In a recent conversation, I asked a company spokesperson if open source could ever be secure as so many people are able to change the code.
This led me to ask those companies both involved in open source development and the wider industry, is there such a thing as secure open source? Mike Janke, CEO of Silent Circle said that the most important tool is to have your stuff reviewed around the world.
He said: “I want open source to know how many vulnerabilities there are and if the provider is fixing it or not, but not a lot of people know that. Bruce Schneier says “do the math” and Phil Zimmerman says you need to see the value in it, companies will sell you anything but will always tell you what it is good for.”
I caught up with Uri Rivner, formerly of RSA and now vice president of business development and cyber strategy at BioCatch. He said that we are all stronger as a result of reviewed code and that open source “actually helps security”.
“There is a big difference between seeing code and exploiting it, and the truly talented hackers, security researchers and experts don’t work for Governments – those are the real “A” talent people who end up testing and evaluating our open source code,” he said.
“The army of the world’s best talent from all countries goes through open source code. It may take a while, but over time the product becomes more secure through the mechanism of ‘group hive review’ This is why the NSA chose to exploit hardware and providers instead of truly sound open source encryption. That means that the mobile platform is the weak link.”8/
Technologies exist that are open source and widely used; an obvious example is Google’s Android.
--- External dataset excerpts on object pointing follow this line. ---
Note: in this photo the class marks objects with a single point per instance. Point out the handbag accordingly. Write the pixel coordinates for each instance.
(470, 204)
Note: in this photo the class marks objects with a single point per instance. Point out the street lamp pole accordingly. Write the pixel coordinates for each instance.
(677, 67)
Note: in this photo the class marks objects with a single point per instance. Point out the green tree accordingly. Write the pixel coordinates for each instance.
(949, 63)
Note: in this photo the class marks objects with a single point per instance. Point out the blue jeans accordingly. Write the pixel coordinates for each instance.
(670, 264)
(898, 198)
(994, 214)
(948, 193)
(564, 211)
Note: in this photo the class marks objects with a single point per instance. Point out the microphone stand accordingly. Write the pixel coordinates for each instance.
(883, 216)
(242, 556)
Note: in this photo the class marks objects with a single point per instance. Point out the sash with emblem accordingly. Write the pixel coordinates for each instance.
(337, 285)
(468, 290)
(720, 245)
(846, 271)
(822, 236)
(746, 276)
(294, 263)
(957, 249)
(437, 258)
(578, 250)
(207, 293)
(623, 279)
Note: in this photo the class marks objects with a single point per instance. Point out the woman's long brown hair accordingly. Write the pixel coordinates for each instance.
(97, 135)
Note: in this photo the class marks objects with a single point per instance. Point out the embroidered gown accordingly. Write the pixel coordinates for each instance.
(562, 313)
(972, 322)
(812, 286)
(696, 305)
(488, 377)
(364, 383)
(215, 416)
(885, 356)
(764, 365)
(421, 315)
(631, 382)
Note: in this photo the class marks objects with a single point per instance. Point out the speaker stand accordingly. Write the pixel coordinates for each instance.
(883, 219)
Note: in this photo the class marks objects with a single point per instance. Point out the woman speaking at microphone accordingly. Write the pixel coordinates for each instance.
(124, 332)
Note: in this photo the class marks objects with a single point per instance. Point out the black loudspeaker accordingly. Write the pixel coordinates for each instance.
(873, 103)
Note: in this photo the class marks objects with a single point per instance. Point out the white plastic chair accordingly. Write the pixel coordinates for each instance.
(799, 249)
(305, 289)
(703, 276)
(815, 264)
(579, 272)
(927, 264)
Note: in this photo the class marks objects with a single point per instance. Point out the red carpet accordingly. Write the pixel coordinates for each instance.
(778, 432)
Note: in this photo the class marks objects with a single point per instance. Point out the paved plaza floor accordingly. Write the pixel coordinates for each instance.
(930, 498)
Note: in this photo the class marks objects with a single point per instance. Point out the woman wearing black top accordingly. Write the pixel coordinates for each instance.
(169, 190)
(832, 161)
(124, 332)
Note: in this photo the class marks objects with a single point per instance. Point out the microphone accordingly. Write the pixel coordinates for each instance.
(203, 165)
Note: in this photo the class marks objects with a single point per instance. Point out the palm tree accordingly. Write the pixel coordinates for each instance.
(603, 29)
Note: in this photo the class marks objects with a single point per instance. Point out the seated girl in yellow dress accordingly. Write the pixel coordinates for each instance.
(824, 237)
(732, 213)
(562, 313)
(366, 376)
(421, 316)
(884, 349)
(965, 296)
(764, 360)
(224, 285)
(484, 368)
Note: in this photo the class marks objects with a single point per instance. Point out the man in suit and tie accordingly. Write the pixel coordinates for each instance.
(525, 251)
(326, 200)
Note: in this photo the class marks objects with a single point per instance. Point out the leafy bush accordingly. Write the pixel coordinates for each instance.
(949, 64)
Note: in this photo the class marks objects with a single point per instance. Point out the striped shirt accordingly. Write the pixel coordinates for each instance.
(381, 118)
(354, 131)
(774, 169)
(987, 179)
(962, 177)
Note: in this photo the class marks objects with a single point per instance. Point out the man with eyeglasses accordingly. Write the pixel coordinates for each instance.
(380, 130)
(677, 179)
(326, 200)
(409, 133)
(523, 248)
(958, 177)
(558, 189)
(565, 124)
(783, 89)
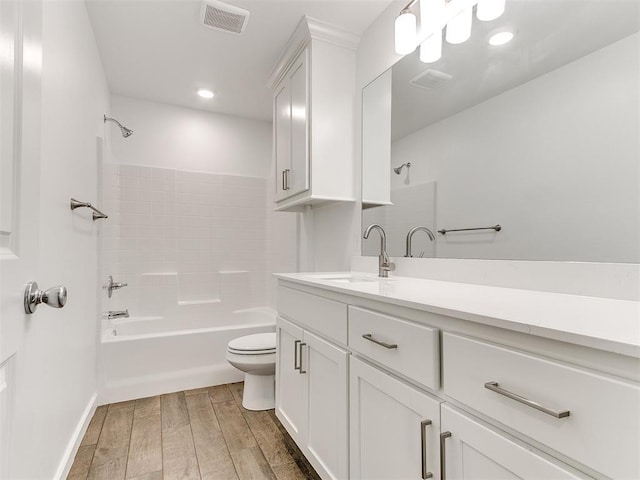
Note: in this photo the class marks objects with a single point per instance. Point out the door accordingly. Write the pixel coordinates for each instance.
(289, 399)
(298, 178)
(20, 116)
(282, 138)
(394, 431)
(472, 450)
(326, 429)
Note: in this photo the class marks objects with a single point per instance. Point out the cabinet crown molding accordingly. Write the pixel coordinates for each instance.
(309, 29)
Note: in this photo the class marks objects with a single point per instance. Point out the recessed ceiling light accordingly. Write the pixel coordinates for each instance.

Rivner said that the basic version of Android is widely considered the least secure among mobile operating systems, while state-sponsored attackers already have access to any important source code imaginable, so if you’re worried about states attacking you, there isn’t much of a difference between relying on open source and closed source.
According to an Oracle whitepaper, an “open source license permits anybody in the community to study, change and distribute the software for free and for any purpose”. However it was less than complimentary about its strength against commercial products, saying: “Government sponsored community development approaches to software creation lack the financial incentives of commercial companies to produce low defect, well documented code and are not subject to the same market pressure at the software code level.”
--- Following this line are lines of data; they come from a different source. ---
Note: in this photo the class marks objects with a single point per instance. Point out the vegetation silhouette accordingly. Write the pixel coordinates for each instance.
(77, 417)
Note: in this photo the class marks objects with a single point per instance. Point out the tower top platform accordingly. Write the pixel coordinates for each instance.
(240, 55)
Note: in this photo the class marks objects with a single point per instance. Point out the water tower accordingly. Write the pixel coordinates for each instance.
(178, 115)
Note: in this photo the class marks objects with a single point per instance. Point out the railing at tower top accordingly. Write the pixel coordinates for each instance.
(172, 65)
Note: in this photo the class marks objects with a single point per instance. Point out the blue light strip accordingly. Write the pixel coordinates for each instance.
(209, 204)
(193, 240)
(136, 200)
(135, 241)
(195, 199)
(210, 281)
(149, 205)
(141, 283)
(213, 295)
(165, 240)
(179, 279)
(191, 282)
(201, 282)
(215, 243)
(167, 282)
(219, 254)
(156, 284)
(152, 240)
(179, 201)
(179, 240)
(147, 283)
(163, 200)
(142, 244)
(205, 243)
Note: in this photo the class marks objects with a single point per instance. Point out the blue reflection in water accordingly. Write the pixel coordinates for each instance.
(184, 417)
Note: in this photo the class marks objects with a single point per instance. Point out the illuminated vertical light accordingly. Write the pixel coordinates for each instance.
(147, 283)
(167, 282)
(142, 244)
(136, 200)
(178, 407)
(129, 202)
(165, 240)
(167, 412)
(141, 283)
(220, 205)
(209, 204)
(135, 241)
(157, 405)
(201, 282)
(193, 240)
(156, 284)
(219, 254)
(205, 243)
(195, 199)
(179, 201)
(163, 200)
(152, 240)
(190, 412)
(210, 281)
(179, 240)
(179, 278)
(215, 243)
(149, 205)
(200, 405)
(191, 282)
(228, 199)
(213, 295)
So open source is developed by a community for the community, and there may not be the support and review that a paid-for product has, but it is seen as doing something for the community. Oracle said that “just about every commercial software vendor leverages open source software”.
One of these is Snort, developed by Sourcefire. Jason Brvenik, formerly vice president of security strategy at Sourcefire, now principal engineer of the security business group at parent Cisco.
He said that security is not dependant on whether it is closed or open source, but it is about design, review and trust. “An environment of many hands has early issues, but Snort would have been impossible to create if it was just us, but if it is created in the open, then an attacker will evade it,” he said.
“With Snort, companies would say that they trust it
as they can review it on their own and look at peer review and maths and it only serves to improve the quality of what they are talking about and if you review yourself, you help yourself and the solution as a whole. The more eyes the better, as with technology like this the more eyes there are the more likely you are to spot something. Nothing is perfect and there are vulnerabilities in systems and the time to deliver is faster than anything before and we see bugs in ten year old technology within the kernel.”
Brvenik said that when you develop a new product, an option is to open source the feature sets to evolve them, and get feedback from users that you would not get in a closed environment.
So is open source more secure? As Oracle said, at first glance it might seem that organisations can avoid buying commercial software products simply by starting with open source software and developing their own applications, but the total cost of ownership for open source software often exceeds that of commercial software.
The question I would ask is whether you would want to use open source software; I do see that it is the coming together of the industry and minds to drive development of a great product, but who continues that development and support? Does it become a great paid-for product or is it relying on that community to keep supporting it.
Open source is a great thing for the industry to do, but it is important that things are done properly for all our security.